Containers that fail with no reason causes a panic #26

sherzberg · 2019-11-08T16:00:19Z

See #25 (comment) for more background.

panic: runtime error: invalid memory address or nil pointer dereference
[signal SIGSEGV: segmentation violation code=0x1 addr=0x8 pc=0x895b85]

goroutine 1 [running]:
github.com/buildkite/ecs-run-task/runner.writeContainerFinishedMessage(0xb226e0, 0xc00009c010, 0xc0002161c0, 0xc0001bd9e0, 0xc0001b82a0, 0x3a, 0x0)
	/Users/lachlan/go/src/github.com/buildkite/ecs-run-task/runner/runner.go:261 +0x155
github.com/buildkite/ecs-run-task/runner.(*Runner).Run(0xc0000ac0e0, 0xb226e0, 0xc00009c010, 0x0, 0x1)
	/Users/lachlan/go/src/github.com/buildkite/ecs-run-task/runner/runner.go:219 +0x12dd
main.main.func1(0xc0000e8580, 0x0, 0x0)
	/Users/lachlan/go/src/github.com/buildkite/ecs-run-task/main.go:115 +0x625
github.com/urfave/cli.HandleAction(0x93db80, 0xa17268, 0xc0000e8580, 0x0, 0x0)
	/Users/lachlan/go/pkg/mod/github.com/urfave/cli@v1.20.0/app.go:490 +0xc8
github.com/urfave/cli.(*App).Run(0xc00014cea0, 0xc0000ac000, 0xe, 0xe, 0x0, 0x0)
	/Users/lachlan/go/pkg/mod/github.com/urfave/cli@v1.20.0/app.go:264 +0x57c
main.main()
	/Users/lachlan/go/src/github.com/buildkite/ecs-run-task/main.go:125 +0x8c3

From the AWS console, this looks like a case where ECS doesn't even get to the point of launching a container, so we might be able to fallback to the ecs.Task.StoppedReason.

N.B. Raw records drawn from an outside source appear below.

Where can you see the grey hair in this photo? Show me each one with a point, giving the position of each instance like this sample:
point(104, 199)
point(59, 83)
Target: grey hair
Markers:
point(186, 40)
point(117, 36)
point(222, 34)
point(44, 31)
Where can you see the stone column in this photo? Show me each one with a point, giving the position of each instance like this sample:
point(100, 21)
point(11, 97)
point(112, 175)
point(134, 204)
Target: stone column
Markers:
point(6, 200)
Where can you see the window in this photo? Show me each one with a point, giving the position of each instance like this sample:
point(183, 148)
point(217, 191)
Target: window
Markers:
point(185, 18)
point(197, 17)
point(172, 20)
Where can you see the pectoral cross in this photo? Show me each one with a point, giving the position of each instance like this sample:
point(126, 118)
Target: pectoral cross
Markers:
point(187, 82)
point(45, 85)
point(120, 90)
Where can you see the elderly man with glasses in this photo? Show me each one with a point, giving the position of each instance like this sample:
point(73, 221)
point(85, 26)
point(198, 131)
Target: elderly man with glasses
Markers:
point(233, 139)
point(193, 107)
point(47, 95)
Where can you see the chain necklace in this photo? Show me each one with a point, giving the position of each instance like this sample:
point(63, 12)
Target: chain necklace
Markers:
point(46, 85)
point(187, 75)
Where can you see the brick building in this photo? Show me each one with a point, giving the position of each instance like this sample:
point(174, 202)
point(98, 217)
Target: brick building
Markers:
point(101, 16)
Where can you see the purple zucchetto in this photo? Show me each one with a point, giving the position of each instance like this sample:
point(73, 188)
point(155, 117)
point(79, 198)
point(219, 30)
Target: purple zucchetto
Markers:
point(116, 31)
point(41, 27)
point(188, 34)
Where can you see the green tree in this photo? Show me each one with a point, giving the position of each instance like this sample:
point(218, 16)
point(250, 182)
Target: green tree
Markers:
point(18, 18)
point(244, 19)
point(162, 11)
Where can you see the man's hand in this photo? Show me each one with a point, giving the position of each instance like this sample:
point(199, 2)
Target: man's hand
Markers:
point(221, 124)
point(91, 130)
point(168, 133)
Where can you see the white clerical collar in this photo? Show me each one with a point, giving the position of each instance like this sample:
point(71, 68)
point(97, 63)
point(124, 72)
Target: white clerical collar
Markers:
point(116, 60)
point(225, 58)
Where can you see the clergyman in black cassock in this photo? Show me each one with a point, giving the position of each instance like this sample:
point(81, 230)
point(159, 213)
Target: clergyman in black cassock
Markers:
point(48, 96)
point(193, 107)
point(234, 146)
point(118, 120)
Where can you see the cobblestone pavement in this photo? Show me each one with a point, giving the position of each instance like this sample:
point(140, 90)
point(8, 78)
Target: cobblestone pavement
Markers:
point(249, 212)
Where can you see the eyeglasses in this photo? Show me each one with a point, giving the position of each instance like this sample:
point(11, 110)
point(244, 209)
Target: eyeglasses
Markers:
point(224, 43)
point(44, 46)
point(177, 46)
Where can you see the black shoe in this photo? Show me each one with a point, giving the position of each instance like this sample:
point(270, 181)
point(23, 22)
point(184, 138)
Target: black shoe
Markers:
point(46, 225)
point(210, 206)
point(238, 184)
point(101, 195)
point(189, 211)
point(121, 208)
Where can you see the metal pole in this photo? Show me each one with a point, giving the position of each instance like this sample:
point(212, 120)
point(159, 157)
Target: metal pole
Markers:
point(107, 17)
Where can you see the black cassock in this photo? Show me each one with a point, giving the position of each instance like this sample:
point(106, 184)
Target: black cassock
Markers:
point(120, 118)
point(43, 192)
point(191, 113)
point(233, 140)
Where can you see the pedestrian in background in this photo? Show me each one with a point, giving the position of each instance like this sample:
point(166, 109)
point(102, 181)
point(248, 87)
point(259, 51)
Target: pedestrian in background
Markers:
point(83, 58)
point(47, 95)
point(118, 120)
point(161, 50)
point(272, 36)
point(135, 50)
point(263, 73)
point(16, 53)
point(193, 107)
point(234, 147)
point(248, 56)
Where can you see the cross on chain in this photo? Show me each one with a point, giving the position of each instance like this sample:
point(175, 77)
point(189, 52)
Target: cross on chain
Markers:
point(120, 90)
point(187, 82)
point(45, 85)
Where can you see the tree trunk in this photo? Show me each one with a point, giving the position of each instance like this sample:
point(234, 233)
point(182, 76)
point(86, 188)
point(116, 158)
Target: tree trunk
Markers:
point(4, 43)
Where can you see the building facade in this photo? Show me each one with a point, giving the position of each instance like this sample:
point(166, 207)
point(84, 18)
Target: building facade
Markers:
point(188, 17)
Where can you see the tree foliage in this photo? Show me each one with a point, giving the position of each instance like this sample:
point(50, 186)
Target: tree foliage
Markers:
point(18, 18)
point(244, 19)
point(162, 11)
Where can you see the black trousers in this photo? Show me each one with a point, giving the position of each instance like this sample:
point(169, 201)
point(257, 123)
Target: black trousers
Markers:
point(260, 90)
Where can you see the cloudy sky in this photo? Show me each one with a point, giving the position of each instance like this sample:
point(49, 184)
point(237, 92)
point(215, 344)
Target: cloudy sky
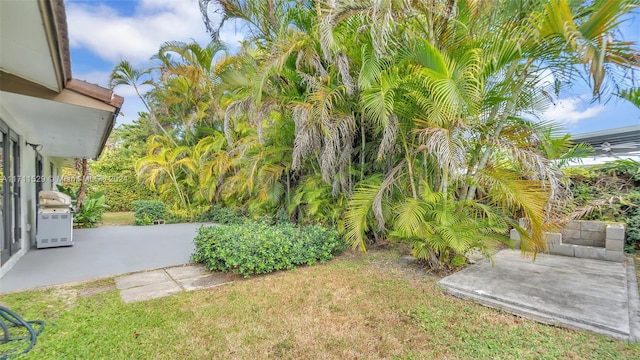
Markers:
point(102, 33)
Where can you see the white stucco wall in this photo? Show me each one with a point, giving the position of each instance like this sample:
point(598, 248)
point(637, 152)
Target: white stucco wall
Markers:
point(27, 188)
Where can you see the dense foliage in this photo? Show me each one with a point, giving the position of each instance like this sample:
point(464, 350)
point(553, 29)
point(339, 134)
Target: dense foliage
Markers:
point(146, 212)
point(90, 213)
point(259, 248)
point(610, 192)
point(385, 118)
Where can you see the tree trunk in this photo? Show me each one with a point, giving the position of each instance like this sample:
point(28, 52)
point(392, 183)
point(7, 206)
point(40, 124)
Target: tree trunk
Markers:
point(84, 168)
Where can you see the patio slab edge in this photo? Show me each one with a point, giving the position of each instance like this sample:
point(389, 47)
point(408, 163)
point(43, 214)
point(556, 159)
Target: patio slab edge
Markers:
point(634, 300)
point(531, 313)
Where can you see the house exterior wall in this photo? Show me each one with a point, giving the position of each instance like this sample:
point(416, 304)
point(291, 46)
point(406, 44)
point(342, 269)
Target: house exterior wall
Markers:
point(27, 182)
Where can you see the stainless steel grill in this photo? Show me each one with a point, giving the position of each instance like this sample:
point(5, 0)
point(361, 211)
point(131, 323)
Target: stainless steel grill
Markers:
point(55, 220)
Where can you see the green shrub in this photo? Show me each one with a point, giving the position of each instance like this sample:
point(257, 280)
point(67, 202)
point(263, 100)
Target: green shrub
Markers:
point(609, 192)
point(259, 248)
point(91, 212)
point(148, 211)
point(222, 215)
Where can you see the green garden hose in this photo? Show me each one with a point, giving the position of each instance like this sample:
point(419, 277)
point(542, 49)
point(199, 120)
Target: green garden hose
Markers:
point(9, 321)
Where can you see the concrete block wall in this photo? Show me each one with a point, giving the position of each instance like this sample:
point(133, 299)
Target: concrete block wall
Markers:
point(585, 239)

The text was updated successfully, but these errors were encountered:

fixes buildkite#26

sherzberg · 2019-11-08T17:21:42Z

Here is some more info around this particular panic.

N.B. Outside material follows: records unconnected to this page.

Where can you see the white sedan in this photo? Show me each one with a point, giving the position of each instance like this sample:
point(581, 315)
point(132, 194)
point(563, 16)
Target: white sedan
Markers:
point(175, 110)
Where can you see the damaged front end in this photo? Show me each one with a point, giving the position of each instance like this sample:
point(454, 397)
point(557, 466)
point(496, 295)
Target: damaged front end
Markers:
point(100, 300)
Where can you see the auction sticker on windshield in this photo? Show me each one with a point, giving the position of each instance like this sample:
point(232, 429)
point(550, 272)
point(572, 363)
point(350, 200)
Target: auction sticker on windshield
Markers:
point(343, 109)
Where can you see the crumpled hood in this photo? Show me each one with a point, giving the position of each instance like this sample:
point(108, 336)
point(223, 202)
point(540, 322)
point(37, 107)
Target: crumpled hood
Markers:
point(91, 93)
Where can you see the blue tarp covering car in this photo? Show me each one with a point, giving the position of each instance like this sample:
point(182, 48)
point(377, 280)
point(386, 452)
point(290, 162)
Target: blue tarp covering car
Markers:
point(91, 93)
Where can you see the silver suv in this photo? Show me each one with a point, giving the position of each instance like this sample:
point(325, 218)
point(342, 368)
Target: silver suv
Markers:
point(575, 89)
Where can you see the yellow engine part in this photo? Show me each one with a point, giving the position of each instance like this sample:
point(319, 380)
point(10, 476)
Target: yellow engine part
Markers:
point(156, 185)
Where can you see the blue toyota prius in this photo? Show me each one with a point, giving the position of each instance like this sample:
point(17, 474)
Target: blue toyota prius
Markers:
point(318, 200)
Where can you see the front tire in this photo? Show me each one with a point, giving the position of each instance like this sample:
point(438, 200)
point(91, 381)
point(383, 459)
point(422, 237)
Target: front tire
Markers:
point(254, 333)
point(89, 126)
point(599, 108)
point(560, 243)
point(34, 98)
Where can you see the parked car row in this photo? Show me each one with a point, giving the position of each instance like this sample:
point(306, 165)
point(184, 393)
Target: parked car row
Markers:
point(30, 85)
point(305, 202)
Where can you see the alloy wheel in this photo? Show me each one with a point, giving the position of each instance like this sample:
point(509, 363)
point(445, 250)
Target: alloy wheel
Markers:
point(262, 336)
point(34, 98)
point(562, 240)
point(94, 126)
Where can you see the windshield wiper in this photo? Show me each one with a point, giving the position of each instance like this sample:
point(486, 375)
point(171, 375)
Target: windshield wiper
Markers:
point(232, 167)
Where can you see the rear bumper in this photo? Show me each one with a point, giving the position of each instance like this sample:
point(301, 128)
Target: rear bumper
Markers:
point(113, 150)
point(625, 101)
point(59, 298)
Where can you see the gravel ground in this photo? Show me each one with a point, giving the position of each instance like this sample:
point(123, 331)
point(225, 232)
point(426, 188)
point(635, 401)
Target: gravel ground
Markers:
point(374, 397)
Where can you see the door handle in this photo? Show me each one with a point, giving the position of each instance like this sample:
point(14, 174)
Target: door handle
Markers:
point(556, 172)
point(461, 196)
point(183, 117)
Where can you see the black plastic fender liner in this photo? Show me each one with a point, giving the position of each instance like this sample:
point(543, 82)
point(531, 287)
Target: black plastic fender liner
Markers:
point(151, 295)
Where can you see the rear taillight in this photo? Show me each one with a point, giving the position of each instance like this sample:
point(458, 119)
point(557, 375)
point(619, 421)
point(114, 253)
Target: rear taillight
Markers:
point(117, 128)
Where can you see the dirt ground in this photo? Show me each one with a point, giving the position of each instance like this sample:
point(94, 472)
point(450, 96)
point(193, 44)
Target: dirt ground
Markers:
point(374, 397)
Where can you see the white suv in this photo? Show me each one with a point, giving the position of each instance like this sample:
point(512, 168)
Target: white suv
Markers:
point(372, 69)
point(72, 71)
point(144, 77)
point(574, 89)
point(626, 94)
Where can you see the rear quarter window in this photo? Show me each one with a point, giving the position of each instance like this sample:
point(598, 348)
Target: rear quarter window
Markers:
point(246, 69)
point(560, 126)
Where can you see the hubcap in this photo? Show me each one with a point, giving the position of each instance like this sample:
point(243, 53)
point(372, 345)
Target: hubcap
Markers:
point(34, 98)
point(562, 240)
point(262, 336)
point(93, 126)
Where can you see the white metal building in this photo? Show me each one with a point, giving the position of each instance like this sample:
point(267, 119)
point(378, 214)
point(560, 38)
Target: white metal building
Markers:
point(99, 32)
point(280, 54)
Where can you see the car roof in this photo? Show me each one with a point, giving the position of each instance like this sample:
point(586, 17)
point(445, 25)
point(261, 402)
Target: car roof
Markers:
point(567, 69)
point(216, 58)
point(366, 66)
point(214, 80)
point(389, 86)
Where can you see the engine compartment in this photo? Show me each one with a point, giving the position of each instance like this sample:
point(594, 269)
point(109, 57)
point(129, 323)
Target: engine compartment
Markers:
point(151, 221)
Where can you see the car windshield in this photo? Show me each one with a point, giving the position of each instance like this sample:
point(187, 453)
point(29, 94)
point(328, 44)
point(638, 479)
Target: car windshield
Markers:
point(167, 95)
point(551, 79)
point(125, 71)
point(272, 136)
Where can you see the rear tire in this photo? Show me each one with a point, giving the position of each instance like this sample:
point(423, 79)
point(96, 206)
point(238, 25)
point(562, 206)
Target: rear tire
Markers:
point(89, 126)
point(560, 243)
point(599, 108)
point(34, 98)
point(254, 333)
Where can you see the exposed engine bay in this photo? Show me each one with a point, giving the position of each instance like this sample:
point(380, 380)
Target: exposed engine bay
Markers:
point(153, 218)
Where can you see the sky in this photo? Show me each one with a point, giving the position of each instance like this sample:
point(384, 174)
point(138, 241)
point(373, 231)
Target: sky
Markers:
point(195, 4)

Output from aws ecs describe-tasks --tasks REDACTED --cluster REDACTED

{
	"tasks": [{
		"taskArn": "arn:aws:ecs:us-east-1:REDACTED:task/REDACTED",
		"clusterArn": "arn:aws:ecs:us-east-1:REDACTED:cluster/REDACTED",
		"taskDefinitionArn": "arn:aws:ecs:us-east-1:REDACTED:task-definition/deREDACTED:REDACTED",
		"overrides": {
			"containerOverrides": [{
				"name": "app",
				"command": [
					"REDACTED"
				],
				"environment": [

				]
			}]
		},
		"lastStatus": "STOPPED",
		"desiredStatus": "STOPPED",
		"cpu": "256",
		"memory": "512",
		"containers": [{
			"containerArn": "arn:aws:ecs:us-east-1:REDACTED:container/REDACTED",
			"taskArn": "arn:aws:ecs:us-east-1:REDACTED:task/REDACTED",
			"name": "app",
			"lastStatus": "STOPPED",
			"networkInterfaces": [{
				"attachmentId": "REDACTED",
				"privateIpv4Address": "REDACTED"
			}],
			"healthStatus": "UNKNOWN",
			"cpu": "0"
		}],
		"version": 4,
		"stoppedReason": "Timeout waiting for network interface provisioning to complete.",
		"connectivity": "CONNECTED",
		"connectivityAt": 1573233270.396,
		"createdAt": 1573233066.948,
		"stoppingAt": 1573233252.398,
		"stoppedAt": 1573233282.065,
		"group": "family:REDACTED",
		"launchType": "FARGATE",
		"platformVersion": "1.3.0",
		"attachments": [{
			"id": "REDACTED",
			"type": "ElasticNetworkInterface",
			"status": "DELETED",
			"details": [{
					"name": "subnetId",
					"value": "REDACTED"
				},
				{
					"name": "networkInterfaceId",
					"value": "REDACTED"
				},
				{
					"name": "macAddress",
					"value": "REDACTED"
				},
				{
					"name": "privateIPv4Address",
					"value": "REDACTED"
				}
			]
		}],
		"healthStatus": "UNKNOWN",
		"tags": []
	}],
	"failures": []
}

Eli-Goldberg · 2020-02-16T11:32:40Z

Not sure, but it's possible I have a fix - testing it now.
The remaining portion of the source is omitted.